Annulus fibrosus (AF) damage commonly occurs due to intervertebral disc (IVD) degeneration/herniation. The dynamic mechanical role of the AF is essential for proper IVD function and thus it is imperative that biomaterials developed to repair the AF withstand the mechanical rigors of the native tissue. Furthermore, these biomaterials must resist accelerated degradation within the proteolytic environment of degenerate IVDs while supporting integration with host tissue. We have previously reported a novel approach for developing collagen-based, multi-laminate AF repair patches (AFRPs) that mimic the angle-ply architecture and basic tensile properties of the human AF. Herein, we further evaluate AFRPs for their: tensile fatigue and impact burst strength, IVD attachment strength, and contribution to functional spinal unit (FSU) kinematics following IVD repair. Additionally, AFRP resistance to collagenase degradation and cytocompatibility were assessed following chemical crosslinking. In summary, AFRPs demonstrated enhanced durability at high applied stress amplitudes compared to human AF and withstood radially-directed biaxial stresses commonly borne by the native tissue prior to failure/detachment from IVDs. Moreover, FSUs repaired with AFRPs and nucleus pulposus (NP) surrogates had their axial kinematic parameters restored to intact levels. Finally, carbodiimide crosslinked AFRPs resisted accelerated collagenase digestion without detrimentally effecting AFRP tensile properties or cytocompatibility. Taken together, AFRPs demonstrate the mechanical robustness and enzymatic stability required for implantation into the damaged/degenerate IVD while supporting AF cell infiltration and viability.

STATEMENT OF SIGNIFICANCE

The quality of life for millions of individuals globally is detrimentally impacted by IVD degeneration and herniation.
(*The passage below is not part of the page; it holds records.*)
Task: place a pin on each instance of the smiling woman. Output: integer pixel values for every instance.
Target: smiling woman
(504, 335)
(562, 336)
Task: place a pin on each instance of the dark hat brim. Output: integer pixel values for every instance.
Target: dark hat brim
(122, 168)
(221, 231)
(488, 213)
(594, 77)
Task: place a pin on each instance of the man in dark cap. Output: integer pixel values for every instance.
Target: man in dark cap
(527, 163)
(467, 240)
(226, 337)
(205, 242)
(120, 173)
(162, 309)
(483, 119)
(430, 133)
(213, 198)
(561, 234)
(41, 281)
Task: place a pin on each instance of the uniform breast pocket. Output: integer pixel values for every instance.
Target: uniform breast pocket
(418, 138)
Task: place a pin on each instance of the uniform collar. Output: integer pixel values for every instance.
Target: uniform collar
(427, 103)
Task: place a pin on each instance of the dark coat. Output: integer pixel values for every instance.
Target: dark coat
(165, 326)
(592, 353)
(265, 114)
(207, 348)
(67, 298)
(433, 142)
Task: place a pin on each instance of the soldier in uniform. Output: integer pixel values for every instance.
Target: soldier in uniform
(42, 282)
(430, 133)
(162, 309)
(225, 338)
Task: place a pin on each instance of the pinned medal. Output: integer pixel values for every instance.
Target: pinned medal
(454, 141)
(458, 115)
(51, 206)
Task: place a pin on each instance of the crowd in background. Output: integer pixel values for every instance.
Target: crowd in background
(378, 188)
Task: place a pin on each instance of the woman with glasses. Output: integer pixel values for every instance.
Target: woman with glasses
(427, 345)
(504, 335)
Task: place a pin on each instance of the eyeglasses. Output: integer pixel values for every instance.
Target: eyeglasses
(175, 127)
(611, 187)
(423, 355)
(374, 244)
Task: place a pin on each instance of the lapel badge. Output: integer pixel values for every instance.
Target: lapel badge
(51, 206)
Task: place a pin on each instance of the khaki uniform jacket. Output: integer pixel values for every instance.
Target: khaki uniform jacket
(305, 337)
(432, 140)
These pathologies often result in the structural demise of IVD tissue, particularly the annulus fibrosus (AF). Biomaterials developed for AF repair have yet to demonstrate the mechanical strength and durability required for utilization in the spine. Herein, we demonstrate the development of an angle-ply AF repair patch (AFRP) that can resist the application of physiologically relevant stresses without failure and which contributes to the restoration of functional spinal unit axial kinematics following repair. Furthermore, we show that this biomaterial can resist accelerated degradation in a simulated degenerate environment and supports AF cell viability.